In Europe, for example in Germany, unlike the United States, the first-to-file principle applies. That means that patent authorities do not examine whether the applicant is the first and true inventor, but any applicant is considered to be entitled to request the grant of the patent according to Section 7 paragraph 1 of the German Patent Act (GPA) if he is the first to file. However, if the applicant is not entitled to obtain patent protection because he is not the first and true inventor, the first and true inventor may respectively request transfer of title of the application or the patent.

An important change in German employee's invention law will enter into force on October 1 2009 that will simplify the transfer of the employee's ownership of the invention to the employer: any invention of which the employer will be notified after that date will belong to the employer if the employer does not waive its right with respect to the invention within four months of the respective notification. This is to the contrary of the present provision, under which the employer has to explicitly claim the invention in written form within four months after he has been notified of the invention.

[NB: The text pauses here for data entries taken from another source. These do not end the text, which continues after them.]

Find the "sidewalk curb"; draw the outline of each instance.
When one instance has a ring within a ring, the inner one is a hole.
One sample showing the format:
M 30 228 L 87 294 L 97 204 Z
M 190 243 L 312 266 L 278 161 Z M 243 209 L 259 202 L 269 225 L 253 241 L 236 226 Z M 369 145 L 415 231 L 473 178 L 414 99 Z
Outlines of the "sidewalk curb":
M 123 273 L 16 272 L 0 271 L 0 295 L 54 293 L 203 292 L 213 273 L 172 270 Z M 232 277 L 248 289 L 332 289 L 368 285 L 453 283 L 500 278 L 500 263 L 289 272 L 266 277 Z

This has been a major source of legal disputes in employee invention law in the past.

Patentability of pharmaceutical and biotech inventions – what claims are permissible?

In the past, the European Patent Office (EPO) granted claims for second medical indications only when directed to the use of a substance or composition for the manufacture or preparation of a medicament for a specified new and inventive therapeutic application (so-called Swiss-type claims). Due to the amendment of Article 54 paragraph 5 EPC by EPC 2000, it is now provided that Article 54 paragraphs 2 and 3 shall not exclude the patentability of any substance or composition referred to in paragraph 4 for any specific use in any method for treatment of the human or animal body by surgery or therapy and diagnostic methods, provided that such use is not comprised in the state of the art. That means that it is now permissible to claim "pharmaceutical composition for treating disease x comprising substance y" or "substance y for the treatment of disease x". Such a claim formulation has always been admissible in Germany (Schulte/Moufang, Section 1, number 262).

Regarding patentability of pharmaceutical and biotech inventions, there are two cases of particular importance pending before the Enlarged Board of Appeal at the EP. In the first case (G1/07), the first question is whether an imaging method for diagnostic purpose containing a step of physical intervention is a method for treatment by surgery according to Article 53 (c) EPC, if it does not per se aim at curing; the second question is whether this method is a constitutive step of surgical treatment, if the data obtained can be used immediately during a surgical intervention; and the third question is whether exclusion from patent protection can be avoided by a certain wording of the claim, for example by using disclaimers. The oral proceedings in this case are scheduled for November 11 2009.